Question

A solenoidal inductor for a printed circuit board is being redesigned. To save weight, the number of turns is reduced by one-fifth, with the geometric dimensions kept the same. By how much must the current change if the energy stored in the inductor is to remain the same? Select one: a. It must be two times larger. b. It should be one-half as large. c. It should be left the same. d. It must be four times larger. e. No change in the current can compensate for the reduction in the number of turns.

Answer 1

The "it must be five times larger" current change if the energy stored in the inductor is to remain the same.

Explanation:

A current produced by a modifying magnetic field in a conductor is proportional to the magnetic field change rate named INDUCTANCE (L). The expression for the Energy Stored, that equation is given by:

$U= \frac{1}{2} LI^2$

Here L is the inductance and I is the current.

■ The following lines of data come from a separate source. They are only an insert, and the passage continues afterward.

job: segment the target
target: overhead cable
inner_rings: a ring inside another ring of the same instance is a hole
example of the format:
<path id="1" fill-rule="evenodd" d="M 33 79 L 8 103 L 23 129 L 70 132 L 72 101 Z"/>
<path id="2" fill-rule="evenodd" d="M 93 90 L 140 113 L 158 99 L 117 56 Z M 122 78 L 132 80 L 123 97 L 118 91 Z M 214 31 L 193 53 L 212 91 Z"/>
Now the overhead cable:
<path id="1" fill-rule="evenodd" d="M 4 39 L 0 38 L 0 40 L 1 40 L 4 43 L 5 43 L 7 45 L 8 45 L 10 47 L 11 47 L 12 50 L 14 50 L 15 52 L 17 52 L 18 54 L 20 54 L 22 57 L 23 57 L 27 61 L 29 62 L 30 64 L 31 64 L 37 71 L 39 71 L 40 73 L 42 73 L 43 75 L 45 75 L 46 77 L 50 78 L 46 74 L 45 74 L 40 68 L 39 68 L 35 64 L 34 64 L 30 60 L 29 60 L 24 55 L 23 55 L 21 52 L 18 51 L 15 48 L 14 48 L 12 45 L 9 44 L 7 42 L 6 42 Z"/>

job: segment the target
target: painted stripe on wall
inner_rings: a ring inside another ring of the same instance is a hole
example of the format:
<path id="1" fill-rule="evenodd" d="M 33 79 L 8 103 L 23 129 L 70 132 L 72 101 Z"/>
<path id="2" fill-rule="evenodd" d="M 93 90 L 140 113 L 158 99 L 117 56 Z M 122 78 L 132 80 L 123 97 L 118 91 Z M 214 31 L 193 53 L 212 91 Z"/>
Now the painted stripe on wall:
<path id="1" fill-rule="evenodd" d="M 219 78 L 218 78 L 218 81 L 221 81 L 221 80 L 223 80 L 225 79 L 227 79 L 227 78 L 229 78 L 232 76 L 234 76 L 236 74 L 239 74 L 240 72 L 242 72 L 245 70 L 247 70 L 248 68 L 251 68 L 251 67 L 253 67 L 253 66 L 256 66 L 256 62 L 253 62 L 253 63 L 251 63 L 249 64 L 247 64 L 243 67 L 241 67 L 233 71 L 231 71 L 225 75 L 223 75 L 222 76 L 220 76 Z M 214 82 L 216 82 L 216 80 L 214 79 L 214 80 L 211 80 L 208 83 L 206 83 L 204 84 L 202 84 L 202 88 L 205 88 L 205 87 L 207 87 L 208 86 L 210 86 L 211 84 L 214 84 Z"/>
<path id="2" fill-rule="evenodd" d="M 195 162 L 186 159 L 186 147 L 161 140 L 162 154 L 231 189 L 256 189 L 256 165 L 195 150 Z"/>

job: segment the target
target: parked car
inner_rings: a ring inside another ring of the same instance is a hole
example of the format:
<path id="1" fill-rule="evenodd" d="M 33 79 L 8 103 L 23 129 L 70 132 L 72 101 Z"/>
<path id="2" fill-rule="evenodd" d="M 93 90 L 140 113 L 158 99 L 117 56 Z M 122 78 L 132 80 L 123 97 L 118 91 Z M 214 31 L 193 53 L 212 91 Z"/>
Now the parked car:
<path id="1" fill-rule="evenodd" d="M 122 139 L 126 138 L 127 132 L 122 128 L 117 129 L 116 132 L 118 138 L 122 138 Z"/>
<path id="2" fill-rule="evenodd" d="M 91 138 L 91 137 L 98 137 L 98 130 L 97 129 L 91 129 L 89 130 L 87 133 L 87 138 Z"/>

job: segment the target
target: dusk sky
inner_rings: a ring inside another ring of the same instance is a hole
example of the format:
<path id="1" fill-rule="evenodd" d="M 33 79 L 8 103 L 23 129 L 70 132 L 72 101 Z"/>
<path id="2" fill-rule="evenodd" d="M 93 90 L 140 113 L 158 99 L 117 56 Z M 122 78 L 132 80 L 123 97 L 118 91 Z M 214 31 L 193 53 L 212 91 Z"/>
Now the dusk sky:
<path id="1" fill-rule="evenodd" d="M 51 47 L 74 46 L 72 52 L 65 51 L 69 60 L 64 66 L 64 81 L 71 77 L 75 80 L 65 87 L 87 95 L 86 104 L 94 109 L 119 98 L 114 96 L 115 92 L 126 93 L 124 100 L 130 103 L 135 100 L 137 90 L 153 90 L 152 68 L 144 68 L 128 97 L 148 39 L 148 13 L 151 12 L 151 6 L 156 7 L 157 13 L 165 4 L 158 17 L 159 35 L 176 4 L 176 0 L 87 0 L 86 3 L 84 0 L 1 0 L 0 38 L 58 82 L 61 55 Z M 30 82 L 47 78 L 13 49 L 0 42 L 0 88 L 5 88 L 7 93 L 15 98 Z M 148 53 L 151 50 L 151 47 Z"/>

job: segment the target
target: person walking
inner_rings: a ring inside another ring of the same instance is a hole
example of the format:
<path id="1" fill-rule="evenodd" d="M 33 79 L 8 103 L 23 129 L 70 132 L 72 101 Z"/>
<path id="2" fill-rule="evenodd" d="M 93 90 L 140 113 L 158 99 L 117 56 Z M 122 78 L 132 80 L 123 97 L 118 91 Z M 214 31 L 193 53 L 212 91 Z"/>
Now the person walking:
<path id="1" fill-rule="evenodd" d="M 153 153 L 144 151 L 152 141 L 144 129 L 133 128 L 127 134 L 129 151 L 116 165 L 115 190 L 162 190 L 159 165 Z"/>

Here, energy stored (U) is proportional to the number of turns (N) and the current (I).

$L = \frac{\mu_0 N^2 *A}{l}$

mu not - permeability of core material

A -area of cross section

l - length

N - no. of turns in solenoid inductor

Now,given that the proportion always remains same:

$\frac{N_2}{N_1} = \frac{I_1}{I_2}$

In this way the expression

$\frac{1}{5} = \frac{I_1}{I_2}$

$I_2 = I_1 \times 5$

Thus, it suggest that "it must be five times larger" current change if the energy stored in the inductor is to remain the same.